An autonomous research loop applied to CPU design achieved remarkable results, outperforming human-optimized architectures by discovering microarchitectural improvements that increased performance by 92% in under ten hours.

When AI Meets Silicon: Auto-Arch Tournament's 92% CPU Performance Leap

What happens when you take an autonomous research loop out of its comfort zone and point it at a domain it has no business being good at? That's the question FeSens sought to answer with their auto-arch-tournament project, which applied AI agents to optimize CPU architecture with surprising results.

The Challenge: Beyond AI's Comfort Zone

Andrej Karpathy's autoresearch demonstrated that a coding agent, given just two days and a single-GPU setup, could find 20 training-time optimizations on its own. The recipe—propose, implement, measure, keep the wins—proved effective within Python's ecosystem, where gradient descent and well-known knobs provide familiar territory.

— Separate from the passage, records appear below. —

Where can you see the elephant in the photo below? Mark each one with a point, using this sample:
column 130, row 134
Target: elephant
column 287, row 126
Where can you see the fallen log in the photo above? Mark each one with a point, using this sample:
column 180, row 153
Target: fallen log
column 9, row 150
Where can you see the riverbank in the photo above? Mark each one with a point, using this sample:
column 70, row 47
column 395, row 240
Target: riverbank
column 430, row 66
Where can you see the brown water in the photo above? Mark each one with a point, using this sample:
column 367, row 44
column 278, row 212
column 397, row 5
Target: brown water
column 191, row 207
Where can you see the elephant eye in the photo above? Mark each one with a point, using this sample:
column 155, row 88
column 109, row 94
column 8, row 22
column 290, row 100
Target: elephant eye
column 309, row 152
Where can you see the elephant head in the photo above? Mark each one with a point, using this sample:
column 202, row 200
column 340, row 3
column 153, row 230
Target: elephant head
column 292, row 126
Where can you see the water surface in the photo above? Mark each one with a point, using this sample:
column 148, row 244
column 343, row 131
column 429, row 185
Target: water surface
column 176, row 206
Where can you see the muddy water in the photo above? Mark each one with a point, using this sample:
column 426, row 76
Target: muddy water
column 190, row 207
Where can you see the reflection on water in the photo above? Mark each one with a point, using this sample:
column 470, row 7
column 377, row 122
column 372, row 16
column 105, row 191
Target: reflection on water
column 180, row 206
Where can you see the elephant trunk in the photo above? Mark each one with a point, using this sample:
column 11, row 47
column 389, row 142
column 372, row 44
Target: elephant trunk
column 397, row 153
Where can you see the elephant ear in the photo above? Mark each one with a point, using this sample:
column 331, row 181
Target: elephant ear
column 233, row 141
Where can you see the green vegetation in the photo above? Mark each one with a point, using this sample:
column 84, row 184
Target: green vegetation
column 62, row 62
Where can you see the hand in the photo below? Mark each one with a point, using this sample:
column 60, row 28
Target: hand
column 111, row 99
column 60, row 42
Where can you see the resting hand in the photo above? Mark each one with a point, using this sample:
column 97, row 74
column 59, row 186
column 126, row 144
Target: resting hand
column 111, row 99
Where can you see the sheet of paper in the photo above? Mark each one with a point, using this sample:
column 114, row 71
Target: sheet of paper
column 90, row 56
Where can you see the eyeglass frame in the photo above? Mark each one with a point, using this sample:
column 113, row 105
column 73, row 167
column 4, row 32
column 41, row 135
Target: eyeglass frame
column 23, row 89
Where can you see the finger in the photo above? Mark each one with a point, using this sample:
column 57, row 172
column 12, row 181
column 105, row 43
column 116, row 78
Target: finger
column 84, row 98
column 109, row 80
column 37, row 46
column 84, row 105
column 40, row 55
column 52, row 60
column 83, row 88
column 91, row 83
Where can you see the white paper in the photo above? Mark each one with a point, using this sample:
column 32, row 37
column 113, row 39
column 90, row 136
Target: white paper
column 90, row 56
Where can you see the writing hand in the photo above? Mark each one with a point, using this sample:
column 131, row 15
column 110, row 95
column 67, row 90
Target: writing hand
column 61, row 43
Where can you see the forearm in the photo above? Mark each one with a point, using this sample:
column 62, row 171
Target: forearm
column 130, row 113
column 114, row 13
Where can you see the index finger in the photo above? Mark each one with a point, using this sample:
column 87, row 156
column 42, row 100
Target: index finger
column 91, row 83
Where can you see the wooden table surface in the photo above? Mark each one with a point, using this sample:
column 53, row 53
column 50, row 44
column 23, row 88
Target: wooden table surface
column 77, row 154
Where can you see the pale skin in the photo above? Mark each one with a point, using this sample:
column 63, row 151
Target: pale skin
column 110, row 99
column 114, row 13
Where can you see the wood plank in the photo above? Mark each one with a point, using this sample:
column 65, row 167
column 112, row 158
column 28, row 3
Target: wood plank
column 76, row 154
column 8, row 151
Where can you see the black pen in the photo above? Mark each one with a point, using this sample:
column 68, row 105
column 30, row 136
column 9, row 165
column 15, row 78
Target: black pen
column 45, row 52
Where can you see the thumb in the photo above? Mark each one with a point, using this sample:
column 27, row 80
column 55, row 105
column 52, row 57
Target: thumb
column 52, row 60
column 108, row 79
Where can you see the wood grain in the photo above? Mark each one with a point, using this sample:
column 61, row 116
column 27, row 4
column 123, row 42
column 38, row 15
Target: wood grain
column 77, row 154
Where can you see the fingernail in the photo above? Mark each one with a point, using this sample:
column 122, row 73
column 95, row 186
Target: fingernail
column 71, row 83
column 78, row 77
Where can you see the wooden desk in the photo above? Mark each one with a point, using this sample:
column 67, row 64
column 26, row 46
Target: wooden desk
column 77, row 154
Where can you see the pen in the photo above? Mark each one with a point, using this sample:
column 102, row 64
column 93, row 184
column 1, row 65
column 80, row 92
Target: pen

"I wanted to know if it generalized," explains the project's creator. "So I pointed it at a CPU."

The Auto-Arch Tournament System

The auto-arch-tournament is built around a 5-stage in-order RV32IM core written in SystemVerilog—the textbook pipeline you'd find in a graduate architecture class. Initially, it had no caches, no branch predictor, and no multi-issue capabilities. These weren't missing features but research hypotheses to be tested.

The system operates through a carefully orchestrated loop with three parallel slots running each round:

Hypothesis Generation: The AI proposes microarchitectural changes as YAML, validated against schemas/hypothesis.schema.json
Implementation: An implementation agent edits files under rtl/ in an isolated git worktree
Evaluation: A comprehensive verification process that includes:
- RISC-V formal verification (53 symbolic BMC checks covering decode, traps, ordering, liveness, and M-extension)
- Verilator co-simulation against a Python ISS with ~22% random bus stalls
- 3-seed nextpnr P&R on a Gowin GW2A-LV18 (Tang Nano 20K)
- CoreMark CRC validation against canonical values

A diversity rotation forces each slot to pick a different optimization category (micro_opt | structural | predictor | memory | extension), preventing the agent from fixating on a single approach.

The Results: AI Outperforms Human Design

The baseline was locked at the same methodology VexRiscv publishes—full no cache, 2K data, -O3 optimization—achieving 2.23 CoreMark/MHz and 301 iterations per second. For comparison, VexRiscv's published human-optimized version reached 2.57 CoreMark/MHz at 144 MHz.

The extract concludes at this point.